In-Silico Modeling in Drug Metabolism and Interaction: Current Strategies of Lead Discovery

Background: Drug metabolism is a complex mechanism of human body systems to detoxify foreign particles, chemicals, and drugs through bio alterations. It involves many biochemical reactions carried out by invivo enzyme systems present in the liver, kidney, intestine, lungs, and plasma. After drug administration, it crosses several biological membranes to reach into the target site for binding and produces the therapeutic response. After that, it may undergo detoxification and excretion to get rid of the biological systems.
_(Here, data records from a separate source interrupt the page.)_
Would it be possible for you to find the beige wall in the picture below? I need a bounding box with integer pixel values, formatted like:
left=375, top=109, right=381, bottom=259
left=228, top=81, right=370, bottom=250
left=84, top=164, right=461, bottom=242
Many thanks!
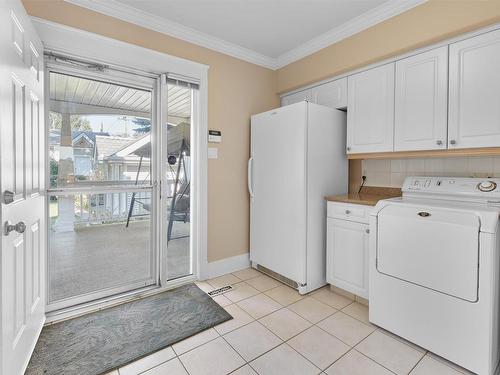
left=23, top=0, right=279, bottom=261
left=277, top=0, right=500, bottom=93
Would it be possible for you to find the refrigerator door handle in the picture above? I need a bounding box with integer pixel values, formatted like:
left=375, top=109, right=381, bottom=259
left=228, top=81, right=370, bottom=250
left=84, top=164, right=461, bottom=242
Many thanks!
left=247, top=157, right=253, bottom=198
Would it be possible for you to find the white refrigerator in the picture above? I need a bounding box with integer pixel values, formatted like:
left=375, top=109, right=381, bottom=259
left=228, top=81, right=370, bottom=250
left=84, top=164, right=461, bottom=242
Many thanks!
left=248, top=101, right=348, bottom=294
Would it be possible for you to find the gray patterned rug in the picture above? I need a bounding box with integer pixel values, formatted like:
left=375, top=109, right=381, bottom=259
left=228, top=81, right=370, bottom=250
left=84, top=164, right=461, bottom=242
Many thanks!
left=25, top=284, right=232, bottom=375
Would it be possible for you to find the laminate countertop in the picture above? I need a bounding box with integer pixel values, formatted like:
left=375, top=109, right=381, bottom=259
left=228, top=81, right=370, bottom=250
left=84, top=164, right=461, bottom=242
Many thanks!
left=325, top=186, right=401, bottom=206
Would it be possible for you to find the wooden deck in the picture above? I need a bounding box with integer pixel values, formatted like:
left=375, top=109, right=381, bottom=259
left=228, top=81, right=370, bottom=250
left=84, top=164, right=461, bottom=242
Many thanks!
left=49, top=220, right=190, bottom=302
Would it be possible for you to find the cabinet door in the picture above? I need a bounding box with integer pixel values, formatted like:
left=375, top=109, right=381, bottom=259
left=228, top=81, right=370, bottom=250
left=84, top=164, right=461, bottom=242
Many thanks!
left=312, top=77, right=347, bottom=109
left=394, top=46, right=448, bottom=151
left=326, top=218, right=368, bottom=298
left=347, top=63, right=394, bottom=153
left=281, top=89, right=313, bottom=107
left=448, top=30, right=500, bottom=148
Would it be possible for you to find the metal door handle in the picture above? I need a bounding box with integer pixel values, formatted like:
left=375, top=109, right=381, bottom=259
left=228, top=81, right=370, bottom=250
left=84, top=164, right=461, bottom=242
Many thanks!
left=3, top=190, right=14, bottom=204
left=3, top=221, right=26, bottom=236
left=247, top=158, right=253, bottom=198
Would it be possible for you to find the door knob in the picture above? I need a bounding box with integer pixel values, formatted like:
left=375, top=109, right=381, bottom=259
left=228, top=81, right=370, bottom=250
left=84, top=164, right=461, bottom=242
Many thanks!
left=3, top=190, right=14, bottom=204
left=3, top=221, right=26, bottom=236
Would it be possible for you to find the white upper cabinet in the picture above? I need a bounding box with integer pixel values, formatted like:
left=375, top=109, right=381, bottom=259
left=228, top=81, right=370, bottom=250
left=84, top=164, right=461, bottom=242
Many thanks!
left=448, top=30, right=500, bottom=148
left=347, top=63, right=394, bottom=153
left=312, top=77, right=347, bottom=109
left=394, top=46, right=448, bottom=151
left=281, top=89, right=313, bottom=107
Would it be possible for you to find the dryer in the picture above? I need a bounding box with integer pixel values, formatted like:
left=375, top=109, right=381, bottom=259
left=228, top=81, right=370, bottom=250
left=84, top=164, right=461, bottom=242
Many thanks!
left=369, top=177, right=500, bottom=375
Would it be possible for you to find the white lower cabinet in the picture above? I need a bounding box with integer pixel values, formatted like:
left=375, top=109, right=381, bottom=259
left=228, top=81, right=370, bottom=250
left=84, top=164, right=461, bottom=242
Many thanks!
left=326, top=202, right=369, bottom=298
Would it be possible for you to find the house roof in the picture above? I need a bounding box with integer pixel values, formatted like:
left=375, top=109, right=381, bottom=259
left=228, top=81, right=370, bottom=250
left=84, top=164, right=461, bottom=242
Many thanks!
left=95, top=135, right=137, bottom=159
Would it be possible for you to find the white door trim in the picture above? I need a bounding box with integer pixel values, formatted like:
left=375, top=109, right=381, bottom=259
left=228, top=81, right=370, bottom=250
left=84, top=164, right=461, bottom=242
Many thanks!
left=32, top=18, right=209, bottom=290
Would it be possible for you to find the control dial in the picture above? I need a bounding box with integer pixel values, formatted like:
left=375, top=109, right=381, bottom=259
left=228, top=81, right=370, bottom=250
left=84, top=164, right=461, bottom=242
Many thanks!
left=477, top=180, right=497, bottom=191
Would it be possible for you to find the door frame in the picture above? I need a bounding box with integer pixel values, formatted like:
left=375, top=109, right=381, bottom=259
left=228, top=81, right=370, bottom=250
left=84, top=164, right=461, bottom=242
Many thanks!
left=32, top=18, right=209, bottom=322
left=44, top=56, right=160, bottom=313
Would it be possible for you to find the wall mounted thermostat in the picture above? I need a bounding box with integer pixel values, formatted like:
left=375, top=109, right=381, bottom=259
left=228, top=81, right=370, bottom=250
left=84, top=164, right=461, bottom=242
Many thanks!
left=208, top=130, right=222, bottom=143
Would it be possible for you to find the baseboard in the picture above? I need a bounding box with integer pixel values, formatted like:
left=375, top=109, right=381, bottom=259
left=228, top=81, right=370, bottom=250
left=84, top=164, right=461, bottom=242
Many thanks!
left=205, top=253, right=250, bottom=279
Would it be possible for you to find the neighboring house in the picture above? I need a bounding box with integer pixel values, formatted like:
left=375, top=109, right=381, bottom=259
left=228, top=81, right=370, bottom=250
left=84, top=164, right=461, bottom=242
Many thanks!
left=49, top=129, right=150, bottom=222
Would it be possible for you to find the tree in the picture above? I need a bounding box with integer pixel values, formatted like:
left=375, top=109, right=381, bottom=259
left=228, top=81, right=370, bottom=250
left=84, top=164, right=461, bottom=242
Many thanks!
left=49, top=112, right=92, bottom=132
left=132, top=117, right=151, bottom=134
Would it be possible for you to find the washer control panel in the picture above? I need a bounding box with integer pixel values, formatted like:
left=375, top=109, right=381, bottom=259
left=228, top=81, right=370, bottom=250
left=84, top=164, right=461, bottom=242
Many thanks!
left=402, top=176, right=500, bottom=199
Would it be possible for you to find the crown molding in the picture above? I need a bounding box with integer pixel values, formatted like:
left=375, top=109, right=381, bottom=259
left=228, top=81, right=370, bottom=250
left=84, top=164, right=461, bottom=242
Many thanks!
left=65, top=0, right=276, bottom=69
left=275, top=0, right=427, bottom=69
left=65, top=0, right=427, bottom=70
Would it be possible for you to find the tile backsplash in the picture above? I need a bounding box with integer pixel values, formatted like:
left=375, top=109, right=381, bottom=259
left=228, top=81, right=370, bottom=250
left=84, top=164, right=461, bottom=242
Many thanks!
left=362, top=156, right=500, bottom=187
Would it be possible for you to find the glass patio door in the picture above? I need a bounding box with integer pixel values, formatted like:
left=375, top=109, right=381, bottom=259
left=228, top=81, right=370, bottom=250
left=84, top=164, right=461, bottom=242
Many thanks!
left=161, top=76, right=198, bottom=280
left=46, top=62, right=159, bottom=311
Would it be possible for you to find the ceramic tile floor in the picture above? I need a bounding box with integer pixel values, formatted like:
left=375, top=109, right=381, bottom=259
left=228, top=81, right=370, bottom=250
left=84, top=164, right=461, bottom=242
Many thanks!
left=109, top=269, right=469, bottom=375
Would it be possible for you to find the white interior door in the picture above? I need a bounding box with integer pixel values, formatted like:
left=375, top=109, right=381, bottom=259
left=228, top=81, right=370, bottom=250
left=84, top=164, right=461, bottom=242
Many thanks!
left=0, top=0, right=46, bottom=375
left=249, top=102, right=307, bottom=284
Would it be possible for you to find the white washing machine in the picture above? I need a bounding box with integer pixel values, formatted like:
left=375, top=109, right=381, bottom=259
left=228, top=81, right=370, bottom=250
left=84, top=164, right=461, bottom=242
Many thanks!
left=369, top=177, right=500, bottom=375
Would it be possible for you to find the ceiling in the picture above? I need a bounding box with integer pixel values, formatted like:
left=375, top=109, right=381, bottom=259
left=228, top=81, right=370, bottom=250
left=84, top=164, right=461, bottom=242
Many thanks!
left=66, top=0, right=425, bottom=69
left=117, top=0, right=387, bottom=58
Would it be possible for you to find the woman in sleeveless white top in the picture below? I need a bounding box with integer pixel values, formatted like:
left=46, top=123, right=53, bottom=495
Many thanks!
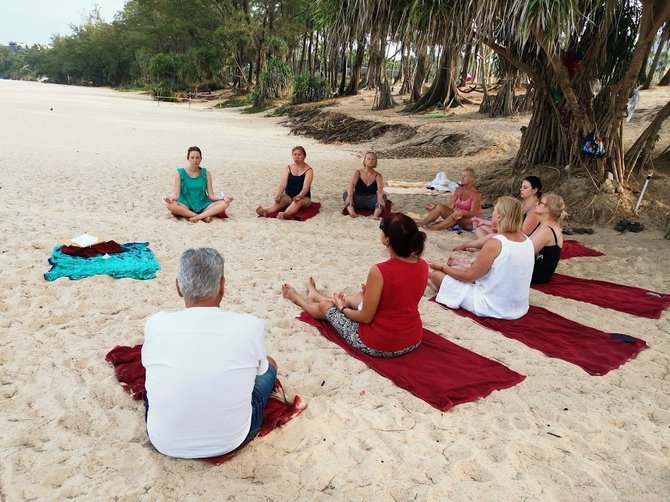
left=430, top=197, right=535, bottom=319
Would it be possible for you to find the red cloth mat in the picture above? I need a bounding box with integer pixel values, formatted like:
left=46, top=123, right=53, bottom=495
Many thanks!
left=433, top=298, right=647, bottom=375
left=342, top=200, right=393, bottom=216
left=258, top=202, right=321, bottom=221
left=105, top=345, right=307, bottom=465
left=298, top=312, right=526, bottom=411
left=531, top=274, right=670, bottom=319
left=561, top=240, right=605, bottom=260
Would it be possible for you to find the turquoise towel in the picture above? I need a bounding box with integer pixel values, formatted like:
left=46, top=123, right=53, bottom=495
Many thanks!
left=44, top=242, right=161, bottom=281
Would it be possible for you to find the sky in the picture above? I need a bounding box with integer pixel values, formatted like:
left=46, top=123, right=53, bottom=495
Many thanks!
left=0, top=0, right=126, bottom=45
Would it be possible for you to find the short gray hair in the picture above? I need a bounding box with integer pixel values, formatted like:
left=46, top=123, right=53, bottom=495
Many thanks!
left=177, top=248, right=223, bottom=301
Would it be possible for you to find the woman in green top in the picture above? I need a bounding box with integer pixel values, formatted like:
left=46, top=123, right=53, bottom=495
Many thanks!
left=165, top=146, right=233, bottom=223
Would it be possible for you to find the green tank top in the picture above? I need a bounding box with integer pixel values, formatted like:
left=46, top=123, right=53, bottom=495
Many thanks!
left=177, top=167, right=212, bottom=214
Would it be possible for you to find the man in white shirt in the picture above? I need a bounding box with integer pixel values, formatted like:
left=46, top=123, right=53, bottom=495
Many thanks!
left=142, top=248, right=277, bottom=458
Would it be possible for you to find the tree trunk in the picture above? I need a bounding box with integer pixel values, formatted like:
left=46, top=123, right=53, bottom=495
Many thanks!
left=624, top=102, right=670, bottom=174
left=658, top=69, right=670, bottom=87
left=372, top=79, right=395, bottom=110
left=409, top=46, right=428, bottom=103
left=404, top=46, right=461, bottom=113
left=458, top=40, right=472, bottom=87
left=642, top=21, right=670, bottom=89
left=344, top=38, right=365, bottom=96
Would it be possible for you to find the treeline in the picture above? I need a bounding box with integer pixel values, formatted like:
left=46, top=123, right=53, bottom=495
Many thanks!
left=0, top=0, right=670, bottom=192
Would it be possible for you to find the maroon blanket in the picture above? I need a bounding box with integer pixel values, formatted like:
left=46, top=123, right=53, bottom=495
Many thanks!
left=60, top=241, right=123, bottom=258
left=298, top=312, right=526, bottom=411
left=266, top=202, right=321, bottom=221
left=561, top=240, right=605, bottom=260
left=433, top=298, right=647, bottom=375
left=531, top=274, right=670, bottom=319
left=342, top=200, right=393, bottom=216
left=105, top=345, right=307, bottom=465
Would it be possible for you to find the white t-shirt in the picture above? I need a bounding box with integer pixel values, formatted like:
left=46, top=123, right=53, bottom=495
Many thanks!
left=435, top=234, right=535, bottom=319
left=142, top=307, right=268, bottom=458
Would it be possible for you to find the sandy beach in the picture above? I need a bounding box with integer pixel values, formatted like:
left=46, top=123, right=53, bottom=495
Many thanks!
left=0, top=80, right=670, bottom=501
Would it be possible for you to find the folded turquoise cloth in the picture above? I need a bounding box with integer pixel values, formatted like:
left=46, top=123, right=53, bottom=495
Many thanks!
left=44, top=242, right=161, bottom=281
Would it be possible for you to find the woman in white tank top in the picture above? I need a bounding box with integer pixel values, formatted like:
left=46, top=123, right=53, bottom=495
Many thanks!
left=430, top=197, right=535, bottom=319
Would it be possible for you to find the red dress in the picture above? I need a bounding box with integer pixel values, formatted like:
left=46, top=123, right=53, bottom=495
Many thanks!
left=358, top=258, right=428, bottom=352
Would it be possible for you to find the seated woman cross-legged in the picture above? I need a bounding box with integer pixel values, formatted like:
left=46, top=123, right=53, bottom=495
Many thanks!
left=419, top=168, right=482, bottom=230
left=282, top=213, right=428, bottom=357
left=165, top=146, right=233, bottom=223
left=256, top=146, right=314, bottom=220
left=430, top=197, right=535, bottom=319
left=530, top=193, right=566, bottom=284
left=342, top=152, right=386, bottom=220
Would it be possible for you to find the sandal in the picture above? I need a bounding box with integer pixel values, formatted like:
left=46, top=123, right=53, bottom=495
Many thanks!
left=614, top=220, right=630, bottom=232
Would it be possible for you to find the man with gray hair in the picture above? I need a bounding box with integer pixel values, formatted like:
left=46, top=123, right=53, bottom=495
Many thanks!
left=142, top=248, right=277, bottom=458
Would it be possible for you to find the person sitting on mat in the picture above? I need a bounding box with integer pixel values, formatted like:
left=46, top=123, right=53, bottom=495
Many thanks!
left=281, top=213, right=428, bottom=357
left=418, top=168, right=482, bottom=230
left=430, top=197, right=535, bottom=319
left=165, top=146, right=233, bottom=223
left=142, top=248, right=277, bottom=458
left=530, top=193, right=566, bottom=284
left=472, top=176, right=542, bottom=240
left=256, top=146, right=314, bottom=220
left=342, top=152, right=386, bottom=220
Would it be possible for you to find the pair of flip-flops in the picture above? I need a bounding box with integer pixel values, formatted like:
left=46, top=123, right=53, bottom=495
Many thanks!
left=614, top=220, right=644, bottom=233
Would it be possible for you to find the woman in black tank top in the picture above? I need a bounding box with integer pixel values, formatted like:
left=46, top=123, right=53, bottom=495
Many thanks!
left=530, top=193, right=565, bottom=284
left=342, top=152, right=386, bottom=220
left=256, top=146, right=314, bottom=220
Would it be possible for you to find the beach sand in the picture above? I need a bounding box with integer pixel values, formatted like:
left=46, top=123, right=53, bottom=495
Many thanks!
left=0, top=81, right=670, bottom=501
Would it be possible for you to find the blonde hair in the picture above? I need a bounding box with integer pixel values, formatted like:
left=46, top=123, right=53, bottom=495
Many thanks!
left=495, top=196, right=523, bottom=234
left=461, top=167, right=477, bottom=179
left=363, top=151, right=377, bottom=168
left=542, top=193, right=568, bottom=226
left=291, top=145, right=307, bottom=157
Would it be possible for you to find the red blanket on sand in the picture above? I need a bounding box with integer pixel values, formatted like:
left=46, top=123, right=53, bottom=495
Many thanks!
left=266, top=202, right=321, bottom=221
left=105, top=345, right=307, bottom=465
left=531, top=274, right=670, bottom=319
left=561, top=240, right=605, bottom=260
left=342, top=200, right=393, bottom=216
left=298, top=312, right=526, bottom=411
left=432, top=298, right=647, bottom=375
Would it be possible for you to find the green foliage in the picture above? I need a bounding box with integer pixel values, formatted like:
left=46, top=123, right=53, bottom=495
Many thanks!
left=251, top=59, right=291, bottom=109
left=291, top=75, right=333, bottom=105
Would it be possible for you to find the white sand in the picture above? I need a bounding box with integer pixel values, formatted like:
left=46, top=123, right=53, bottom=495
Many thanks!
left=0, top=81, right=670, bottom=501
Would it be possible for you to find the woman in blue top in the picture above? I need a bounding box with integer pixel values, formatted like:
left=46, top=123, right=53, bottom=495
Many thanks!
left=256, top=146, right=314, bottom=220
left=165, top=146, right=233, bottom=223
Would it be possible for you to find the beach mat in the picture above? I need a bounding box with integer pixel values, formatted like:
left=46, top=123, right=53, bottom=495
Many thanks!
left=266, top=202, right=321, bottom=221
left=530, top=273, right=670, bottom=319
left=561, top=240, right=605, bottom=260
left=298, top=312, right=526, bottom=411
left=44, top=242, right=160, bottom=281
left=432, top=298, right=647, bottom=375
left=105, top=344, right=307, bottom=465
left=342, top=200, right=393, bottom=216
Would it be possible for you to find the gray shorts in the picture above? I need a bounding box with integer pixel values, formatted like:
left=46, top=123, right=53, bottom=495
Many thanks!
left=325, top=305, right=421, bottom=357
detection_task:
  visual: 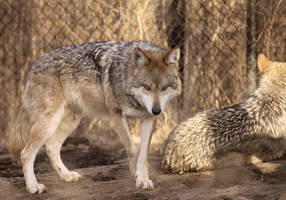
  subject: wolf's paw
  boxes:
[26,183,47,194]
[61,171,81,182]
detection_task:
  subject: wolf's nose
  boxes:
[152,107,161,115]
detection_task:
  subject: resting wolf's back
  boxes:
[162,57,286,172]
[9,41,166,155]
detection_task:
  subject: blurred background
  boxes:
[0,0,286,152]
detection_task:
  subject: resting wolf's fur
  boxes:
[10,41,181,193]
[162,55,286,172]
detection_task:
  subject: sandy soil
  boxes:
[0,138,286,200]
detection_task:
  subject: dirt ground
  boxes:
[0,138,286,200]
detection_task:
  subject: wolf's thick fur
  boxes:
[9,41,181,194]
[162,54,286,173]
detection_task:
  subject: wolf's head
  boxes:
[257,54,286,95]
[131,47,182,115]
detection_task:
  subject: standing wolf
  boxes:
[162,54,286,173]
[9,41,182,194]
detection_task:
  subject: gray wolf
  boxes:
[161,54,286,173]
[9,41,182,194]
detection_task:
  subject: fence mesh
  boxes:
[0,0,286,145]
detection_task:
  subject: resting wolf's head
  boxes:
[131,47,182,115]
[257,54,286,93]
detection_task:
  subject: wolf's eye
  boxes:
[162,85,170,91]
[143,85,151,91]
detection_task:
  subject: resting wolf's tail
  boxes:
[8,105,32,161]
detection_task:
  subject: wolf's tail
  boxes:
[8,105,32,161]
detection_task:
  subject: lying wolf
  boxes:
[162,54,286,173]
[9,41,182,194]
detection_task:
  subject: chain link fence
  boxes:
[0,0,286,147]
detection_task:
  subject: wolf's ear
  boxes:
[133,47,150,65]
[164,47,180,65]
[257,54,271,73]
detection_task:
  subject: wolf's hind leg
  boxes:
[21,106,64,194]
[46,110,81,182]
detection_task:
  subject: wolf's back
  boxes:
[8,105,32,160]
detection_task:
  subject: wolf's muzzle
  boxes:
[152,107,161,115]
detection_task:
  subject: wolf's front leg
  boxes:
[112,116,138,176]
[135,118,154,189]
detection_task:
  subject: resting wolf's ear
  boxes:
[164,47,180,66]
[257,54,271,73]
[133,47,150,65]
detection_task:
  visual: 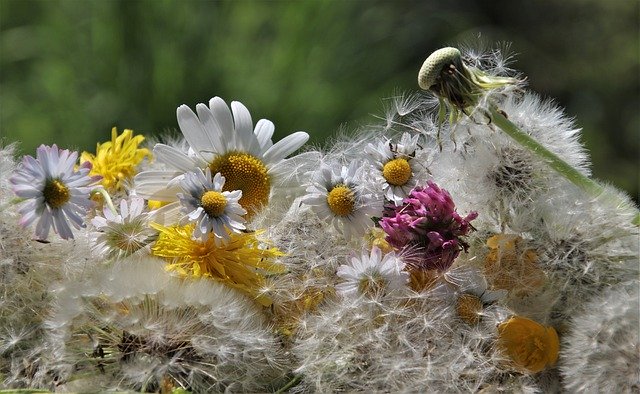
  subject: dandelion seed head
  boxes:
[209,152,271,213]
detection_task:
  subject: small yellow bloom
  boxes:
[151,224,284,306]
[456,294,482,325]
[147,200,170,211]
[498,316,560,373]
[80,127,151,192]
[484,234,546,294]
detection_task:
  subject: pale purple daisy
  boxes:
[9,144,101,240]
[178,167,247,244]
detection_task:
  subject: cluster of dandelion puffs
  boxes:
[0,48,640,393]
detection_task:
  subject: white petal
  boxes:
[196,104,226,155]
[36,209,52,240]
[149,202,182,226]
[264,131,309,164]
[153,144,198,172]
[209,97,235,147]
[134,171,182,201]
[176,104,216,157]
[254,119,275,152]
[231,101,258,152]
[53,209,73,239]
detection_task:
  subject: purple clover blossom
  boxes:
[9,144,101,240]
[380,181,478,271]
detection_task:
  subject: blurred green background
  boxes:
[0,0,640,202]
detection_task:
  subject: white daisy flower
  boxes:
[336,246,409,296]
[91,196,155,258]
[366,133,428,205]
[178,168,247,244]
[302,161,382,239]
[9,144,100,240]
[135,97,309,216]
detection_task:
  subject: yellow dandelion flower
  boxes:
[498,316,560,373]
[151,224,284,306]
[80,127,152,192]
[484,234,546,294]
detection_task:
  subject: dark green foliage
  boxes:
[0,0,640,200]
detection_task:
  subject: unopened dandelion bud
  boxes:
[418,47,518,113]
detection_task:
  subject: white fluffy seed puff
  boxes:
[336,246,409,297]
[178,168,247,245]
[302,161,382,239]
[366,133,429,205]
[135,97,309,216]
[47,254,284,393]
[560,281,640,393]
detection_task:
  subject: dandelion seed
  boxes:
[9,144,100,240]
[91,197,156,258]
[336,246,409,297]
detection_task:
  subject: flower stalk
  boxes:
[489,105,640,226]
[418,48,640,226]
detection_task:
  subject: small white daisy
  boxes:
[178,168,247,244]
[336,246,409,296]
[302,161,382,239]
[9,144,101,240]
[91,196,155,258]
[366,133,428,205]
[135,97,309,216]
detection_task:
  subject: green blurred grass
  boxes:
[0,0,640,202]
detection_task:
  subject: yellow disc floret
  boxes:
[209,152,271,217]
[382,157,411,186]
[358,272,387,296]
[327,184,356,216]
[200,190,227,218]
[42,179,71,208]
[80,127,151,192]
[151,224,284,306]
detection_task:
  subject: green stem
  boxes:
[275,375,302,394]
[489,105,640,226]
[91,186,118,215]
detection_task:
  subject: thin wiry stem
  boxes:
[489,105,640,226]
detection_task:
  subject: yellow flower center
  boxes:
[42,179,71,208]
[382,158,411,186]
[327,184,356,216]
[456,294,482,324]
[358,272,387,296]
[200,190,227,218]
[209,152,271,217]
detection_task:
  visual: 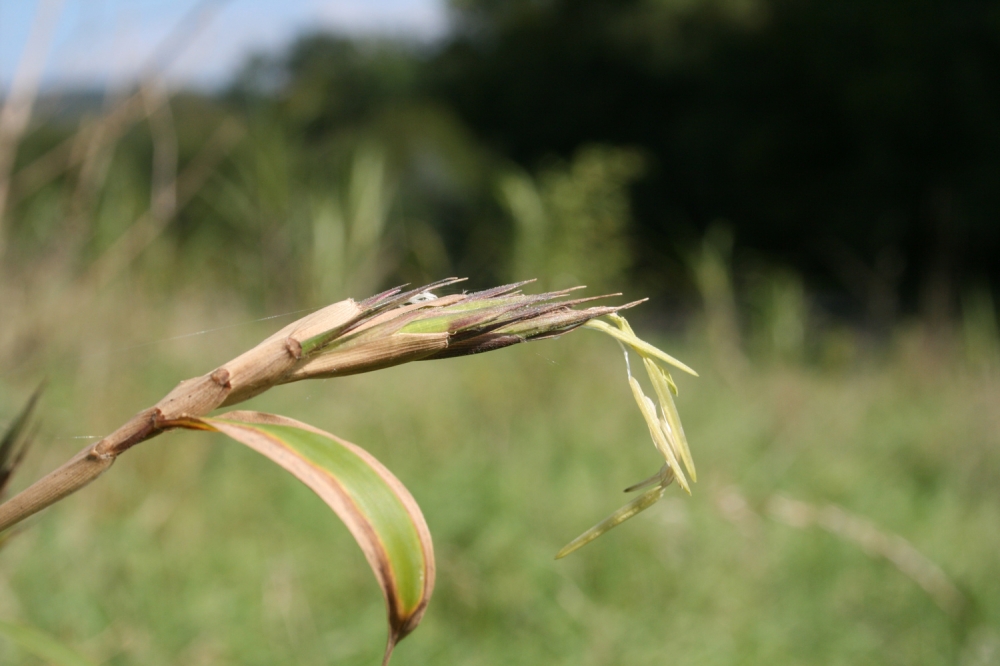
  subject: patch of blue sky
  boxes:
[0,0,447,90]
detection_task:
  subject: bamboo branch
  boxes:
[0,278,641,531]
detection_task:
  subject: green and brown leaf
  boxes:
[163,411,434,663]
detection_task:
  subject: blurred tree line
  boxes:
[9,0,1000,324]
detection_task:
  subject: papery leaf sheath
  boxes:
[164,411,434,662]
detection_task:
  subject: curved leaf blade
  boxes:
[165,411,435,663]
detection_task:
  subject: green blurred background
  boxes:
[0,0,1000,665]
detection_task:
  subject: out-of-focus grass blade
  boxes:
[0,386,43,498]
[0,620,97,666]
[162,411,434,663]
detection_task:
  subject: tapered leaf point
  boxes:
[556,312,698,559]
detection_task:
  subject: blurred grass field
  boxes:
[0,22,1000,666]
[0,278,1000,665]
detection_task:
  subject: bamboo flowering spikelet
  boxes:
[0,278,642,531]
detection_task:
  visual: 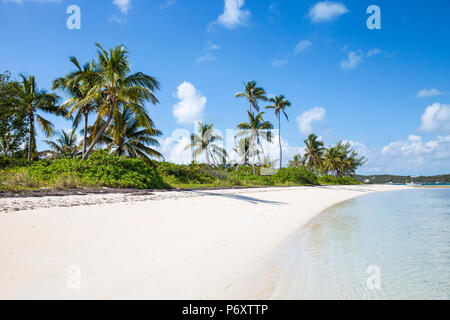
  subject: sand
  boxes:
[0,185,405,299]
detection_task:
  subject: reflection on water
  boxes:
[270,189,450,299]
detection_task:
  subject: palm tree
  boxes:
[53,57,95,157]
[289,154,303,168]
[322,147,342,174]
[266,95,291,169]
[303,134,325,171]
[236,111,273,174]
[234,81,267,112]
[44,128,80,158]
[20,74,61,160]
[185,122,226,165]
[99,105,163,164]
[73,43,159,159]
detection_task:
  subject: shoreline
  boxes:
[0,185,407,299]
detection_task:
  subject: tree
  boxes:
[44,128,80,159]
[266,95,291,169]
[289,154,303,168]
[73,43,159,159]
[185,122,226,165]
[234,81,267,112]
[20,74,61,160]
[53,57,96,157]
[0,72,28,157]
[99,105,163,164]
[236,111,273,174]
[303,134,325,172]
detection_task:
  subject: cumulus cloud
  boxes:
[209,0,250,30]
[417,88,444,98]
[381,134,450,161]
[420,103,450,132]
[309,1,349,22]
[158,129,192,164]
[297,107,326,135]
[341,50,363,70]
[172,81,207,124]
[113,0,131,14]
[294,40,312,54]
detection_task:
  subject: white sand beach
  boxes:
[0,185,405,299]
Most of the drugs and its metabolites are excreted through kidney via urination. Some drugs and their metabolites enter into intestinal mucosa and excrete through feces. Few of the drugs enter into hepatic circulation where they go into the intestinal tract. The drug leaves the liver via the bile duct and is excreted through feces. Therefore, the study of total methodology of drug biotransformation and interactions with various targets is costly. Methods: To minimize time and cost, in-silico algorithms have been utilized for lead-like drug discovery. Insilico modeling is the process where a computer model with a suitable algorithm is developed to perform a controlled experiment. It involves the combination of both in-vivo and in-vitro experimentation with virtual trials, eliminating the non-significant variables from a large number of variable parameters. Whereas, the major challenge for the experimenter is the selection and validation of the preferred model, as well as precise simulation in real physiological status. Results: The present review discussed the application of in-silico models to predict absorption, distribution, metabolism, and excretion (ADME) properties of drug molecules and also access the net rate of metabolism of a compound. Conclusion: It helps with the identification of enzyme isoforms; which are likely to metabolize a compound, as well as the concentration dependence of metabolism and the identification of expected metabolites. In terms of drug-drug interactions (DDIs), models have been described for the inhibition of metabolism of one compound by another, and for the compound–dependent induction of drug-metabolizing enzymes.